Continuing my series of naive questions: couldn't the original seller just buy them back to close their position? That would also reduce the open interest, wouldn't it?
ggr, theoretically what you say is possible. however the evidence indicates that's not it. here's why:
(1) on some days the prints are so close together (minutes or seconds) that there's no consistent rational explanation why someone would get into 1000 contracts (which represent 100,000 shares) and then seconds later decide to flip out of it. and then repeat every tuesday.
(2) there have been days where some contracts trade 5 blocks of 100 contracts each with open interest of (say) 90 contracts. so you know the 100 contract blocks must be new activity, as no trader has 100 contracts to trade. with 5 blocks, only 4 could offset each other, implying open interest should go up by at least 100 contracts. instead the open interest doesn't change or declines, which means all traded contracts are getting exercised.
(3) the size of the trades is generally very large, consistently representing 25,000 to 150,000 shares per printed trade. if you've ever tried to move a position this large, you know you can't do it on a dime. even if a market maker let you get into it, he won't let you out moments later without exacting his pound of flesh.
(4) the regularity with which these trades happen and the way they happen regularly on tuesdays to make sure shares settle on friday before the weekend are not likely to be a day trader.
@luvb2b
That's a $202million commitment in one day. Seriously, if this continues, my theory of someone using options to secretly corner the market like VW replay is more and more likely. Except this time, they learned the lesson that having options without the capital backing to exercise is not enough.
the 3 stooges theory means there is no corner going on. larry & moe trade a spread with each other. so effectively larry is buying from moe who is selling to larry who is forced to sell to moe who is buying from larry. got that? :smile:
when they trade a call spread with each other and both exercise one side, they can effectively offset hundreds of thousands of shares with each other, leaving themselves only the stock and open interest they seek to harvest from shemp. go back and work through the original 3 stooges post you'll see what i mean.
the one thing you can be sure of - this is most likely two mid-size hedge funds or equity derivatives desks (like maybe at banks) that are doing this trade. the amount of capital required to exercise so many calls on both sides means both parties have to have substantial trading capital. they also have to have access to get into the lending pools for tesla shares pretty easily. if it's illegal i'm very curious to see who the regulators identify as the culprits.
it can't be a corner, because we've seen millions of shares equivalent cross almost every week for a few weeks now. if there were a corner, these guys would have to file with the sec as soon as they got over 5.5 million shares. also you know these positions are not unhedged positions, because you couldn't even put on trades like these with the volume as low as its been. not sure how to explain it but think about trying to buy 4.5 million shares on a day when only 3 million shares trade. you can't do it.
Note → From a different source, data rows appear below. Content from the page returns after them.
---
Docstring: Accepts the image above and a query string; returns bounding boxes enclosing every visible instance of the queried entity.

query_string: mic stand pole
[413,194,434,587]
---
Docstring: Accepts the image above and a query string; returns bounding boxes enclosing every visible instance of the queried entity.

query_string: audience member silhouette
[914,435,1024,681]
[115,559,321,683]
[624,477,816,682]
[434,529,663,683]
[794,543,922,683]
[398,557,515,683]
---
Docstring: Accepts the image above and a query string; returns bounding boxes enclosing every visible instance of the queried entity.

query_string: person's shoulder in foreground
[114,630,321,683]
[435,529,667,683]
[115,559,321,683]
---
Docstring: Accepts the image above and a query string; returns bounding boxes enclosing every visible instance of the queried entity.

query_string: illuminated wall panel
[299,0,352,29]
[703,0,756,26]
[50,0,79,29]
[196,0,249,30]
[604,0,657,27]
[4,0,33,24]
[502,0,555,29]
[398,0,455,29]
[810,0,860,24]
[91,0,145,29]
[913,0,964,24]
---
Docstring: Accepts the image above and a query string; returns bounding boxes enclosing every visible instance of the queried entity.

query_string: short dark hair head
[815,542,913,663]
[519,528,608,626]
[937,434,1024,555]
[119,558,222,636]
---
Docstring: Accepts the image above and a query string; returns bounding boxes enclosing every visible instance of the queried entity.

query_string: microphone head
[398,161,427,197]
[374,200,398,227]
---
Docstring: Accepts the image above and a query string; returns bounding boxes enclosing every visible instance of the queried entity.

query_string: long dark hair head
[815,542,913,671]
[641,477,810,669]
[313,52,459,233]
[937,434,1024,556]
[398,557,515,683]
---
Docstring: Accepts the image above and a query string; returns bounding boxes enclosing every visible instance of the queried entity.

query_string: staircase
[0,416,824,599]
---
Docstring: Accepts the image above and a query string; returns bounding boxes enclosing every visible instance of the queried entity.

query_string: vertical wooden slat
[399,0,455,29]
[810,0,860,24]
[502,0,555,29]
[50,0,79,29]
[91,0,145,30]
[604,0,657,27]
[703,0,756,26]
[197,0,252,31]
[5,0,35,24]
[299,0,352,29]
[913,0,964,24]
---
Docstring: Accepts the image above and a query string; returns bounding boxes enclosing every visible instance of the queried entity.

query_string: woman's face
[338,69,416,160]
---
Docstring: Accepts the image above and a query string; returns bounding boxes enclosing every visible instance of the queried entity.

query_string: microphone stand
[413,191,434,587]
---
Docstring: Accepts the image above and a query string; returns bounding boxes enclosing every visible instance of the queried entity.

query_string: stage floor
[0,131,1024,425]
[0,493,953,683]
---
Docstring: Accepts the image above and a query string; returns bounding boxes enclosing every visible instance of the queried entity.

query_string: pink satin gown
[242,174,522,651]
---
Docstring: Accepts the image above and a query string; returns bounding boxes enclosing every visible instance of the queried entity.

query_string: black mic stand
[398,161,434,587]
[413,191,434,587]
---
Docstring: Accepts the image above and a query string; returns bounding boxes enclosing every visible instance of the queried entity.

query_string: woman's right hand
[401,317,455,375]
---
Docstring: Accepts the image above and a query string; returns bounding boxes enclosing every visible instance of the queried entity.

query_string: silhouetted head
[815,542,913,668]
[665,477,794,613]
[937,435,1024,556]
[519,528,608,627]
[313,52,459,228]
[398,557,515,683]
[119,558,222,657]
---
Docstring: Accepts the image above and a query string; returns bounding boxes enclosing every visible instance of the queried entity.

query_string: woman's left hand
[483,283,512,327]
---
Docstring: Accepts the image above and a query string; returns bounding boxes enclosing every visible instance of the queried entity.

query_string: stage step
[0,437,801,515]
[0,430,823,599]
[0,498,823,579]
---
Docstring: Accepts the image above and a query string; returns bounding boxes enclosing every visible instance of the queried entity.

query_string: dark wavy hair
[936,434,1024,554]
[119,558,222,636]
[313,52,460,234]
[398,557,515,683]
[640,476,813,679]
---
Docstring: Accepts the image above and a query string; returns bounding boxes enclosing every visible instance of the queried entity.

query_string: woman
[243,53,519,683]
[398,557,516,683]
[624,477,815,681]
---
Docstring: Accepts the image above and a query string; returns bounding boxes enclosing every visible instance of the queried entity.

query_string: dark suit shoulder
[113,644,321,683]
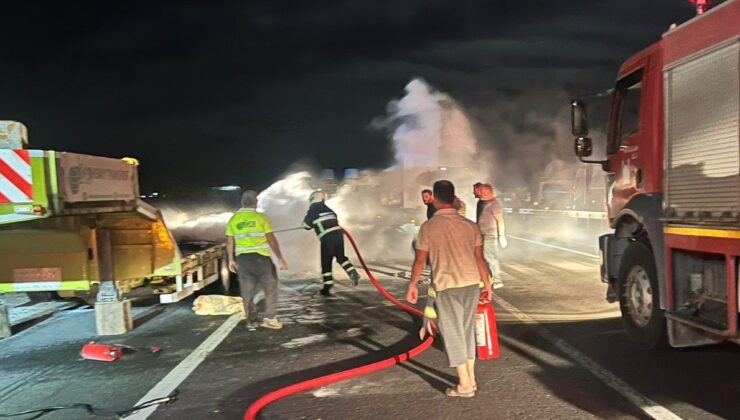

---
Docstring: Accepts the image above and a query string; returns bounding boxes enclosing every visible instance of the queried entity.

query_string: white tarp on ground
[193,295,244,315]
one could spend an eternity trying to figure out an algorithm. you never will. the trades are being posted from off the floor, most likely posted manually. they really don't care when exactly the trades get posted, only that they hit the strikes that they want with the volume that they want.
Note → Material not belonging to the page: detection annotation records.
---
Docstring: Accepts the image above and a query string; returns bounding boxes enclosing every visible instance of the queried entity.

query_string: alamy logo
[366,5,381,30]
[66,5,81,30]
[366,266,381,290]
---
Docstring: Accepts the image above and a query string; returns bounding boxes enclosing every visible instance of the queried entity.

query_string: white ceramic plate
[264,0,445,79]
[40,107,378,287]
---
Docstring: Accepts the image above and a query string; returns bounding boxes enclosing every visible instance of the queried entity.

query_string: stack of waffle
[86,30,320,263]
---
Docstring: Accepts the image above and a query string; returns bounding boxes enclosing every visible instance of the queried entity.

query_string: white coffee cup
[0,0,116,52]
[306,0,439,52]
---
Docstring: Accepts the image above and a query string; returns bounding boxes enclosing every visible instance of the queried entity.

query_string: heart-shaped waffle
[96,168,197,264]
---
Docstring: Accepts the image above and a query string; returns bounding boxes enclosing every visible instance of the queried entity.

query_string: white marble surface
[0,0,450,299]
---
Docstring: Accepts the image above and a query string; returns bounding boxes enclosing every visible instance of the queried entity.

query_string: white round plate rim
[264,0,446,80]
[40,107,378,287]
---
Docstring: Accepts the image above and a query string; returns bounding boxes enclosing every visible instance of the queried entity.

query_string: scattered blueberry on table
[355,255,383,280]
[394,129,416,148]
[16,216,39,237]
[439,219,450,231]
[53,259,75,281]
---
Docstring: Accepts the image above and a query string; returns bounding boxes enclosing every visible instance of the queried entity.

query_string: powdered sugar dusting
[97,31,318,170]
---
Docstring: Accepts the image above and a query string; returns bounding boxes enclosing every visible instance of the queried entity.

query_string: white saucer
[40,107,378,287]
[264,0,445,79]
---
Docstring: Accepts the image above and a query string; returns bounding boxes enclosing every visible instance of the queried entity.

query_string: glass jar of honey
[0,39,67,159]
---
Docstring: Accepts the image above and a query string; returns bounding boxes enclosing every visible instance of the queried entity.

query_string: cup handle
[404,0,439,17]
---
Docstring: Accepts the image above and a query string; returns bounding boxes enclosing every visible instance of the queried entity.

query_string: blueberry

the 3 stooges theory allows you to predict: (a) which strikes they will do, (b) how much relative volume they will do in each strike, (c) when they will do it, and (d) why they do it. i posted where they would trade and relatively how much before yesterday's open to demonstrate that. the theory is completely consistent with the observed facts which are: (a) high rate earned for loaning out shares, (b) tens of thousands of contracts trading with no change in open interest and little discernible price impact, (c) the absence of increases in the open interest the next day, (d) suspicious trades only in strikes with zero time premium and meaningful open interest, and (e) daily share volumes which are below the volume that would be implied by the suspicious options volume.
originally i started this thread thinking it was a naked short, but that theory was falling apart as the trading volumes increased because (a) high naked shorts would put tesla on the reg sho list which didn't happen, (b) there was no way to cover the shares to match the rolling of the short when volume was far below the options volume, and (c) there was no good explanation of how they covered the naked short to avoid appearing on the reg sho list.
unless an alternate theory is presented that is consistent with all the observed facts, i will stand by the stooges.
to me the meaningful remaining questions are (1) is it legal, and (2) are there ramifications of this activity that create predictable price patterns worth trading. the subject remains interesting to me because it's a fascinating use of the technicalities of options to steal valuable interest bearing positions out of someone else's account.